Monday, December 19, 2011

I live here Monday - I probably have your stolen stuff

There is a lot of petty theft in Eugene.  A.  Lot.  I don't want you to underestimate the amount of theft and vandalism here, just because it's a small-to-medium city, the population density is pretty low, people tend to be well-educated, and there are lots of butterflies and green trees and happy, smiling children.

There's also enough meth to fuel China's work force for a month.

Over the past few months, I have noticed a strange trend.  In the narrow and seldom traveled gap between the buildings next to my building, freshly stolen items often appear.  It's never anything too valuable, just bike wheels and workout clothes and, once, a complete set of Spanish flashcards.

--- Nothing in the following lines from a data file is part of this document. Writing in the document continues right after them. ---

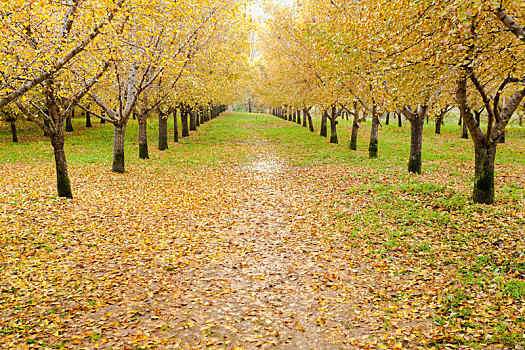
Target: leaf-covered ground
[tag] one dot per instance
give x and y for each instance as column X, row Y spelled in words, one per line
column 255, row 233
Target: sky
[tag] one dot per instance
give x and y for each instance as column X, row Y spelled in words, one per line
column 258, row 12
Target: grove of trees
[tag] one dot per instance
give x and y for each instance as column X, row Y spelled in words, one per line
column 412, row 58
column 115, row 59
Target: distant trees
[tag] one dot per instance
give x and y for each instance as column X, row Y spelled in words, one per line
column 414, row 58
column 122, row 57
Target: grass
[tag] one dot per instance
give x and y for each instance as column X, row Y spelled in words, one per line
column 414, row 224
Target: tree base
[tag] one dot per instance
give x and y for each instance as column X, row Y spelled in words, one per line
column 143, row 151
column 118, row 163
column 414, row 165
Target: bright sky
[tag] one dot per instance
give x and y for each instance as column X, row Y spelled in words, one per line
column 258, row 12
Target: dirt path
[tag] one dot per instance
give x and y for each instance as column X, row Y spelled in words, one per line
column 241, row 256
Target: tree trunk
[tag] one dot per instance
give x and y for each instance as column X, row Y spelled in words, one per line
column 502, row 137
column 306, row 113
column 439, row 123
column 477, row 115
column 464, row 133
column 355, row 132
column 374, row 133
column 48, row 124
column 193, row 120
column 14, row 134
column 63, row 182
column 119, row 134
column 143, row 136
column 69, row 124
column 333, row 126
column 88, row 120
column 484, row 181
column 416, row 144
column 203, row 116
column 175, row 127
column 324, row 120
column 184, row 122
column 163, row 132
column 333, row 130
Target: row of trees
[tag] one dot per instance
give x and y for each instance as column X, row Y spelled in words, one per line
column 119, row 58
column 411, row 57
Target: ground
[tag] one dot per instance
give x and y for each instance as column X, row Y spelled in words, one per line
column 255, row 233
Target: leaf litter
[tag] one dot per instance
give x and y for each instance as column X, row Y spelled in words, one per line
column 257, row 255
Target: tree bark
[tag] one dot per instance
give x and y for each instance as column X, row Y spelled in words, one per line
column 484, row 180
column 374, row 135
column 48, row 124
column 119, row 134
column 324, row 126
column 416, row 144
column 63, row 182
column 163, row 132
column 306, row 113
column 69, row 124
column 14, row 133
column 333, row 126
column 175, row 127
column 88, row 120
column 197, row 118
column 333, row 131
column 502, row 137
column 439, row 123
column 355, row 132
column 143, row 136
column 193, row 120
column 184, row 122
column 464, row 132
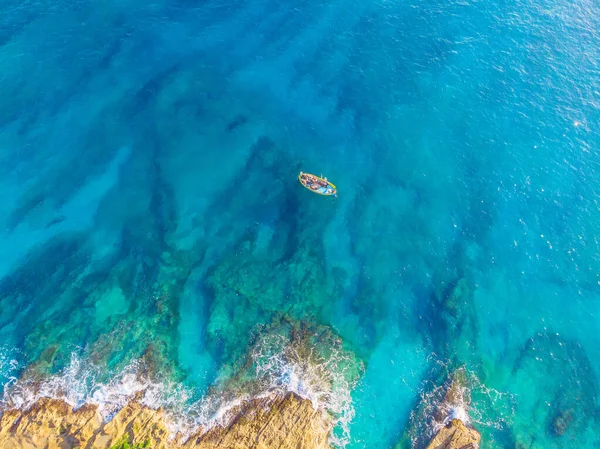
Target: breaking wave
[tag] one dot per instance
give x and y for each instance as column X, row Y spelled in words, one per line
column 277, row 368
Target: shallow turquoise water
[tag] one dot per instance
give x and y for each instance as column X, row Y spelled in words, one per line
column 150, row 208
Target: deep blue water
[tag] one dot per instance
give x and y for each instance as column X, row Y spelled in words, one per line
column 149, row 207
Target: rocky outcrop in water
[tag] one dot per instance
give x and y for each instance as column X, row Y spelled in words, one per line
column 280, row 422
column 455, row 435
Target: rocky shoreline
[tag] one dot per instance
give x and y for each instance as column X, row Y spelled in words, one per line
column 278, row 421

Why does all this stuff end up in that alley?  Well, I have a theory.  Have you heard of the Great Pacific Garbage Patch?  It's a bunch of garbage (a bunch = hundreds of thousands of square miles) that is stuck in the middle of the ocean, slowly disintegrating.  It ends up there because it's kind of a dumping ground for the ocean currents:

File:North Pacific Subtropical Convergence Zone.jpg

I think that the alley behind my office is the Great Eugene Dumping Ground for Valueless Stolen Crap.  Check it out:

The high pressure zones of rich professionals and cars, which are just asking to be broken into, provide the valueless crap, but they also push the petty thieves with their stolen goods away from the business district of downtown.  At that point, the thieves start going through the bags they've ripped off, and unconsciously get stuck in a loop they're very familiar with1 - Public Defender's office to the various required counseling places to the drug dealers in the alley(not pictured).  They are forced off the actual streets by the nerdy looking bicycle cops, drop all the crap they don't want to keep behind my office, then break the loop and run off towards the bike path.

After not too much time, the ANGRY RED ARROWS OF METH! force them back to repeat the cycle day after day.

Anyways, what I'm saying is that, you know that bike you had stolen?  I probably have the cast-off pieces of your destroyed lock.  The bike is long gone, though.  Sorry, dude.

1Am I saying that there is no hope for these people?  No, there are a lot of really dedicated workers trying to get them out of this loop....  On the other hand, I once watched a fight break out at the halfway house because they guys living there didn't agree on how to best water the lawn.